8. The mechanical instrument identification method according to claim 1, characterized in that, After performing step S5, the method further includes: If the valid pointer profile is not extracted in step S4 or the deviation of the instrument reading from the corresponding fixed normal operating reading in step S5 exceeds a preset abnormal threshold, then the instrument is determined to be abnormal.

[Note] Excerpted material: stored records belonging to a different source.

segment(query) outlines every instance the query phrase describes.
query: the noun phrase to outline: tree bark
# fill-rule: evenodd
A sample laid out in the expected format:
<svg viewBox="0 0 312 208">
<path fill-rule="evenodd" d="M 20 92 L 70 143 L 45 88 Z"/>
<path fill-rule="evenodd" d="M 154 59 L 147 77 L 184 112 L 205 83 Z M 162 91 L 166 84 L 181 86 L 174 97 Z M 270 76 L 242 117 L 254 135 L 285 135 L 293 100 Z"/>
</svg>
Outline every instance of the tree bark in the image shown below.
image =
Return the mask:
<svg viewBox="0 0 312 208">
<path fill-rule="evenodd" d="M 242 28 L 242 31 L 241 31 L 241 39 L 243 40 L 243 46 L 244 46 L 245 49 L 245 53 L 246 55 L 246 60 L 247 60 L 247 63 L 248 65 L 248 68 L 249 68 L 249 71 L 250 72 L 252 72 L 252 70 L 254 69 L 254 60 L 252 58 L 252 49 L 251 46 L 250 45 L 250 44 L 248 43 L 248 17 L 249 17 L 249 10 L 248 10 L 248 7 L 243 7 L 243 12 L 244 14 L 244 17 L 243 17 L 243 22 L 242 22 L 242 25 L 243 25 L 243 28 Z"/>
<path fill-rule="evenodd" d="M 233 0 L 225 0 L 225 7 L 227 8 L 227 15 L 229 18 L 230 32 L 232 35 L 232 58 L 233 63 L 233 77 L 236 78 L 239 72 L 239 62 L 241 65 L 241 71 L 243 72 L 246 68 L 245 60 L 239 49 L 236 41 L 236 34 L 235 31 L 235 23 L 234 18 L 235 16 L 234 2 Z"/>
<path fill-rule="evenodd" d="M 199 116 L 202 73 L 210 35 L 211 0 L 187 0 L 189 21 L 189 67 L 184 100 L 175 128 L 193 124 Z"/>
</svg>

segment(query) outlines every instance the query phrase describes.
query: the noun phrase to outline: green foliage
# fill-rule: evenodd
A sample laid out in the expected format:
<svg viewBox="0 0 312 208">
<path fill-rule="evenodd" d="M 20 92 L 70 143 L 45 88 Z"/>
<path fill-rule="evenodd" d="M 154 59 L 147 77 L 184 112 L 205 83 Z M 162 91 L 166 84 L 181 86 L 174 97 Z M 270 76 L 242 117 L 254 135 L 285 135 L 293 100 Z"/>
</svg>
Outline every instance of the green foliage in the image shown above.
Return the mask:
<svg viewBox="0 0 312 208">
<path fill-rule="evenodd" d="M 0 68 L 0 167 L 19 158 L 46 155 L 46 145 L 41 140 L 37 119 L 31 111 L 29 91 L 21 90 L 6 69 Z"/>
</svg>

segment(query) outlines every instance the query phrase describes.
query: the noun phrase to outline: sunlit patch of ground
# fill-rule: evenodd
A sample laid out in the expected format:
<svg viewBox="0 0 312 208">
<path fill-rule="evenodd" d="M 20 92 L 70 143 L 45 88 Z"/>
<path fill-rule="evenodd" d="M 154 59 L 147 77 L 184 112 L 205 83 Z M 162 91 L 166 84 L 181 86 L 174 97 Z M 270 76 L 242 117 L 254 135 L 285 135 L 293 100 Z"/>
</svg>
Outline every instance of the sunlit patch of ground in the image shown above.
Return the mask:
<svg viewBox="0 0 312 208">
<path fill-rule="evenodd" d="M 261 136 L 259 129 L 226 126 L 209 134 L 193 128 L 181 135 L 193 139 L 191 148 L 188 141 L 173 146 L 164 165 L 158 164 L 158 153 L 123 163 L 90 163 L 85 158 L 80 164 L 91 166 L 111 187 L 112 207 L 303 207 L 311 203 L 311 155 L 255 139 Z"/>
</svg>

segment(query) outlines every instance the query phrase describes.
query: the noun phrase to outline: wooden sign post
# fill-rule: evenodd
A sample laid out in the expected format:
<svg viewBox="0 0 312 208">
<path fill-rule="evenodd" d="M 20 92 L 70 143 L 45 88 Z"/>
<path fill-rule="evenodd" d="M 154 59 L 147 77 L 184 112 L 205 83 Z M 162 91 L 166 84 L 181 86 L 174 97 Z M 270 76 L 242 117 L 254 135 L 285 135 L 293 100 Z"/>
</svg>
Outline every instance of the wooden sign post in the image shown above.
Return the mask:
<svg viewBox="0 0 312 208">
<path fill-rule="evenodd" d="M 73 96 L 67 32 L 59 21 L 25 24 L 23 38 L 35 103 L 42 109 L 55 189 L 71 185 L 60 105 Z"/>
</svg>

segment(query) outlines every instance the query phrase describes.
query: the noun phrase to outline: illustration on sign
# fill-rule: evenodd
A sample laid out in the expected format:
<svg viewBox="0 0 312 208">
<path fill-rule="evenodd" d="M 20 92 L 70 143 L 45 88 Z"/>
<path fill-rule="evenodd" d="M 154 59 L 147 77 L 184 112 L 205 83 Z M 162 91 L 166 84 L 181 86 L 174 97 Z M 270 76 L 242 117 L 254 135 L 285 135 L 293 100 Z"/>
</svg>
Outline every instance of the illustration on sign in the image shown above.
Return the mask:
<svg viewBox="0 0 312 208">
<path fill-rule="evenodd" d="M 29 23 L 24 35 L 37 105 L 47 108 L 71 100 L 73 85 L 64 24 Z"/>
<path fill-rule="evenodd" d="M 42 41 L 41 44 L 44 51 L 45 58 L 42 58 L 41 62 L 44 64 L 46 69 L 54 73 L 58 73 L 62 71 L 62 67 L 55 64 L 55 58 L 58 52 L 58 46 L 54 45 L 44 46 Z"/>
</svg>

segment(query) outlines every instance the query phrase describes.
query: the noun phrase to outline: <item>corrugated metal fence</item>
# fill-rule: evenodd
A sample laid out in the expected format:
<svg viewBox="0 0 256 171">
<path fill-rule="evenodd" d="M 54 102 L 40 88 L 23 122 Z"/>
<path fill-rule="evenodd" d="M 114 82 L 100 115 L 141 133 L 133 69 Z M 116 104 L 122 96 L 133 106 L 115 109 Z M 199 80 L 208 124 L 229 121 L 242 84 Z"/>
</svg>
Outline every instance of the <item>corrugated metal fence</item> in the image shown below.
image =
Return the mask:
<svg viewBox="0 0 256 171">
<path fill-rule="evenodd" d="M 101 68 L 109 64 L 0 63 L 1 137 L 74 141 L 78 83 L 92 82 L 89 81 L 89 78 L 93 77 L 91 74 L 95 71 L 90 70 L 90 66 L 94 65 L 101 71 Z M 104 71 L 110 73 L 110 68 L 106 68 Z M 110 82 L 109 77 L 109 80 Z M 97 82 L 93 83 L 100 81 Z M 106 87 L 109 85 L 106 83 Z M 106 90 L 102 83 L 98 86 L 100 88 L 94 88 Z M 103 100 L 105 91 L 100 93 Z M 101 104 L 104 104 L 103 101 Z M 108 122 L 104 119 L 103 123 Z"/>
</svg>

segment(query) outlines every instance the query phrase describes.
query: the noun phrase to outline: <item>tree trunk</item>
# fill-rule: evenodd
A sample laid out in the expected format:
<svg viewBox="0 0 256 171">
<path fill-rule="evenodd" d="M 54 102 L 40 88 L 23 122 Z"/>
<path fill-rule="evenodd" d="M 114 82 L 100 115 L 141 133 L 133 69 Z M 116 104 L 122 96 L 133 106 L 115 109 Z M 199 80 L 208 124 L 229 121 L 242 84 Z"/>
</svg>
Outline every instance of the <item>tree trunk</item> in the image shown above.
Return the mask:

9. A mechanical instrument identification system based on multi-view fusion, characterized in that, The mechanical instrument identification method according to any one of claims 1-8 includes: The multi-view image acquisition module is used to simultaneously acquire multiple frames of raw images of the mechanical instrument to be identified by at least two monitoring devices deployed in different locations. The preprocessing and registration module is connected to the multi-view image acquisition module. It is used to preprocess each frame of the original image and use the preprocessed image with the highest resolution as the reference image to perform feature matching and spatial transformation to obtain multi-frame registered images. The image enhancement and dial recognition module is connected to the preprocessing and registration module. It is used to perform weighted fusion and image enhancement on multiple registered images to obtain an enhanced image, and to identify and locate the dial area based on the target detection model. The pointer segmentation and anomaly determination module, connected to the image enhancement and dial recognition module, is used to extract and filter valid pointer outlines within the dial area, and then combine them with the operating status data of the mechanical instrument to be identified to perform reading verification and anomaly determination to obtain the instrument reading.